Does the hot weather push grouse to higher elevations or make them hold tighter to water?


----------



## Slap That Quack (Mar 2, 2017)

I have not noticed that in my experiences. Typical blue grouse tend to like higher elevations where plenty of water is available, and the ruffies can be found from high to low elevations and typically are found near streams but not always.


----------



## DallanC (Jan 13, 2009)

Their behavior is always the same. Right at dusk on the edge of a dirt road... lol


-DallanC


----------



## twinkielk15 (Jan 17, 2011)

The only condition I’ve ever seen have an effect on grouse is whether or not I have a shotgun in my hand.


----------



## Trooper (Oct 18, 2007)

Ruffies will be near water.


----------



## Ray (May 10, 2018)

My boy shot this one tonight, about 100 yards from water, in thick cover, at 7800’ in elevation.


----------



## Kwalk3 (Jun 21, 2012)

Sometimes near water means within like a mile of water. Pay attention to food sources too. Beginning of the season, the grouse were chuck full of chokecherries and leaves. Last week, birds had more seeds and snowberries in their crops in the area I hunt. If you find locations that still have berries on the shrubs, should be birds nearby.


----------



## Ray (May 10, 2018)

Kwalk3 said:


> Sometimes near water means within like a mile of water. Pay attention to food sources too. Beginning of the season, the grouse were chuck full of chokecherries and leaves. Last week, birds had more seeds and snowberries in their crops in the area I hunt. If you find locations that still have berries on the shrubs, should be birds nearby.

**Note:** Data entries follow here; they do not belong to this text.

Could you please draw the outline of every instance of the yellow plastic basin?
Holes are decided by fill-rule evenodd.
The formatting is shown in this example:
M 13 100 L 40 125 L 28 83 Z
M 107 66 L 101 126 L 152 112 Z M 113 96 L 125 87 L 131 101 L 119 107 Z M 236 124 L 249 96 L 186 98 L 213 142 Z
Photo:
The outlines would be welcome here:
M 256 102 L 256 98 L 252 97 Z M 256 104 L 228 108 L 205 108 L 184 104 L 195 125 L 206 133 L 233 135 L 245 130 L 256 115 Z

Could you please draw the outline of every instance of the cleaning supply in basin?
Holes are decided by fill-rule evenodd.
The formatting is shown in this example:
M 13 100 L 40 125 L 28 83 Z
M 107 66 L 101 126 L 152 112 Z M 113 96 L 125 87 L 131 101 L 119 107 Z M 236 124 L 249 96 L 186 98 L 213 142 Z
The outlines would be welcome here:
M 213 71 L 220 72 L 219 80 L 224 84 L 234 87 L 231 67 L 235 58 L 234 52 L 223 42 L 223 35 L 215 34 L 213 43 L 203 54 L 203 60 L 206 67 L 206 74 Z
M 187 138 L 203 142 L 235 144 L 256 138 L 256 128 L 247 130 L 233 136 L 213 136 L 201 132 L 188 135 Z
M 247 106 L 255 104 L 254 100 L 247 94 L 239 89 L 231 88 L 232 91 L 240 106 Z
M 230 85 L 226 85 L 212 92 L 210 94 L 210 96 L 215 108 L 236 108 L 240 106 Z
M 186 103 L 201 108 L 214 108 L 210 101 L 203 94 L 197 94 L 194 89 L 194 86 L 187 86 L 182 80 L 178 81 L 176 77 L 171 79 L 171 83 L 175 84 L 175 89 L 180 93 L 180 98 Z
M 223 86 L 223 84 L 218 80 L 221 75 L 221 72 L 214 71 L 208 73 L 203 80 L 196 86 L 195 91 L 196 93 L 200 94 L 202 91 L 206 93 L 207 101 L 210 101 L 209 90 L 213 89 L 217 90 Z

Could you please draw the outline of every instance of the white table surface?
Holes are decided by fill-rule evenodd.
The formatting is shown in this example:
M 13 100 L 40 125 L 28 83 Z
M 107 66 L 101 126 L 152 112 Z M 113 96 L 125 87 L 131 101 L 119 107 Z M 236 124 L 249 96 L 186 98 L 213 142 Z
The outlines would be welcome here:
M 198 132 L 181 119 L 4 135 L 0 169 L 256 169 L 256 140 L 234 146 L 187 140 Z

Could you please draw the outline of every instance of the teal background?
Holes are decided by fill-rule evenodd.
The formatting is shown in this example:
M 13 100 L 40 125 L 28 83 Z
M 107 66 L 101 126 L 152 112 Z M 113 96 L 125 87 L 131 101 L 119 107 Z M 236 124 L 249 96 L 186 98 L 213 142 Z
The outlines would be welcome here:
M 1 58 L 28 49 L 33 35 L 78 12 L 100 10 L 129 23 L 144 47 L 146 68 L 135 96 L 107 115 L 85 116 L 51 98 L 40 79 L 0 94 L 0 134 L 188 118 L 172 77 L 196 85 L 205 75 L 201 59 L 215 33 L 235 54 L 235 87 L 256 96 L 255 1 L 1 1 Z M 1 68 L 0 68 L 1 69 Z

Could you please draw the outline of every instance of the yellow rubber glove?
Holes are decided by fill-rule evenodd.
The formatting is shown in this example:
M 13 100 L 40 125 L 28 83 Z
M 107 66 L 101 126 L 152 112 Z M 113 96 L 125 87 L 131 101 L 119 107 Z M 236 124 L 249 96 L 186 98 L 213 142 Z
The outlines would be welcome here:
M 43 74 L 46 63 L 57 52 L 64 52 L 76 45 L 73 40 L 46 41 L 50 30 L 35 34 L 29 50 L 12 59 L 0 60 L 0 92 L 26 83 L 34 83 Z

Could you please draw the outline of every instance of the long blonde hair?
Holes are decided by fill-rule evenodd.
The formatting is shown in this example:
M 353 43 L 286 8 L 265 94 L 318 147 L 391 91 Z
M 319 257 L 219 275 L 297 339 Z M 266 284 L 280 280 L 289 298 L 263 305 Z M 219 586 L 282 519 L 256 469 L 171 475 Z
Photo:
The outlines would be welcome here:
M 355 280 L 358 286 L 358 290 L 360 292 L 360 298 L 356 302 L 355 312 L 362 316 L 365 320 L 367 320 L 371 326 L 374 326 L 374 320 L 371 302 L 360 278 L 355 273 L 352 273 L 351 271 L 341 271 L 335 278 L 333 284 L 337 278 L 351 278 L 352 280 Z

Very true, I was deer hunting the extended range Saturday, got into a covey of five grouse, about 1 mile away from the nearest water source. They were 9100'


----------



## Slap That Quack (Mar 2, 2017)

+1 on the berries, and for my area grouse were within 80 yards of water


----------



## Critter (Mar 20, 2010)

The problem with water and grouse is that if there is even just a little trickle of water they will know where it is at. Plus they can fly so what takes you a hour to hike they are there in a few flaps of the wings.


----------



## Ray (May 10, 2018)

Critter said:


> The problem with water and grouse is that if there is even just a little trickle of water they will know where it is at. Plus they can fly so what takes you a hour to hike they are there in a few flaps of the wings.


Spot on


----------